During his time here, Dr. Torreano said, he has had many opportunities to explore and study the Domain and the history of its management. 

“Looking at the past can help us have a more sustainable future,” he said, adding that Sewanee hasn’t always had a progressive outlook on forestland. “There’s a period of about 10-15 years where the Domain was really affected by fire and wasteful and improper harvesting of trees,” Torreano said. 

In the late 1880’s, Vice-Chancellor Telfair Hodgson recognized the economic potential of the woodlands and wanted to clear most of the land. At the same time, many local residents would trespass on the Domain and mercilessly exploit its resources until all that was left was the poorest quality timber and vegetation. 

“It’s almost like it was heaven sent,” Dr. Torreano said. “Just when Sewanee needs this help, we have this Vice-Chancellor [Wiggins] who sees the possibilities and who is so moved that he says, ‘I need some help.’” The damage subsided when Wiggins became vice-chancellor and began his correspondence with the United States Bureau of Forestry. They began rebuilding the lush forest and saving it from what seemed like inevitable destruction. 
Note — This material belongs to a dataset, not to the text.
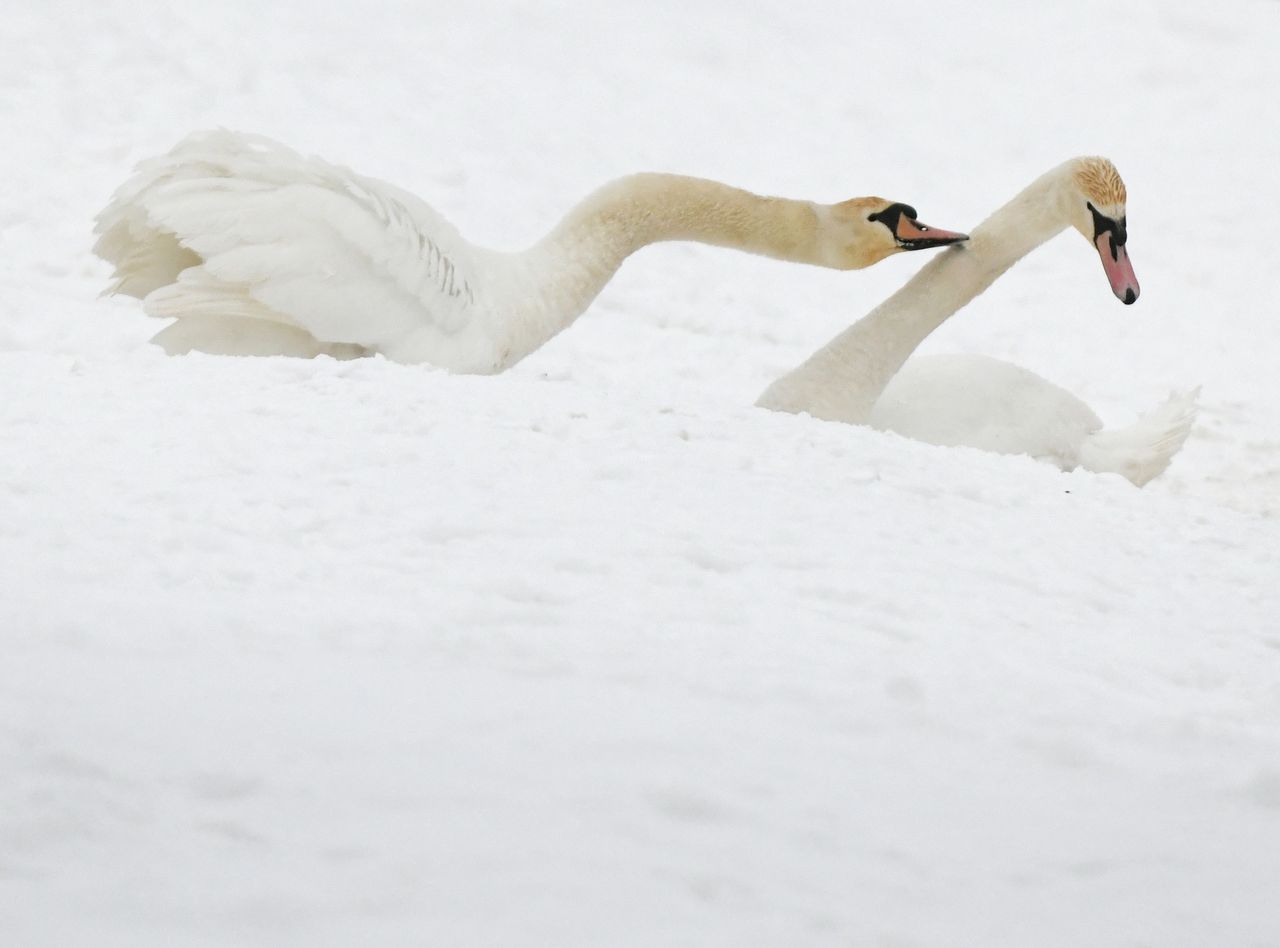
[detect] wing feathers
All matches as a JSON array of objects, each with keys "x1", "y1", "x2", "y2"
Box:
[{"x1": 95, "y1": 130, "x2": 484, "y2": 358}]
Charlotte Ganter, (C ’25), spends the majority of her time in Snowden. She says she always wanted to work outside, but didn’t know exactly what she wanted to do until she got to the University. “I took my first geology class with Dr. Thompson,” she comments, “And I just fell super in love with geology.”

Snowden is a very special place for many current and past students. “It’s a very comforting environment,” Ganter says. “I’m constantly surrounded by people who are interested in the things I’m interested in. It’s a tight-knit community, even with the people who just come in there to study. It’s lovely. All the wood makes it feel very homey. It’s a really good environment to just exist in.”
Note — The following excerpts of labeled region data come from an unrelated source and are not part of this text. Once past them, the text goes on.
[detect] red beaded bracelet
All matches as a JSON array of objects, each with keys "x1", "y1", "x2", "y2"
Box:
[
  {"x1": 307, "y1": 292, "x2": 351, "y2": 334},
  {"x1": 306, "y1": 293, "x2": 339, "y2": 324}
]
Since the early 1900s, the University has written at least seven more management plans. These 13,000 acres we sit upon today, 10,000 of which were gifted to us almost 200 years ago, have made Sewanee one of the largest institutions in the country by acreage and a leading force in land conservation and management. 

The Domain’s rich history and evolution of forestry has made the campus a sanctuary for students passionate about the subject. For decades, young students have come to Sewanee in search of unique and extensive instruction immersing them in the 13,000 acres of the Domain. The next hundred years are sure to be prosperous. 

Correction: An earlier version of this article misidentified Sewanee as having one of the biggest forestry programs in the country and described a School of Forestry instead of a Department of Forestry. The Sewanee Purple regrets these errors.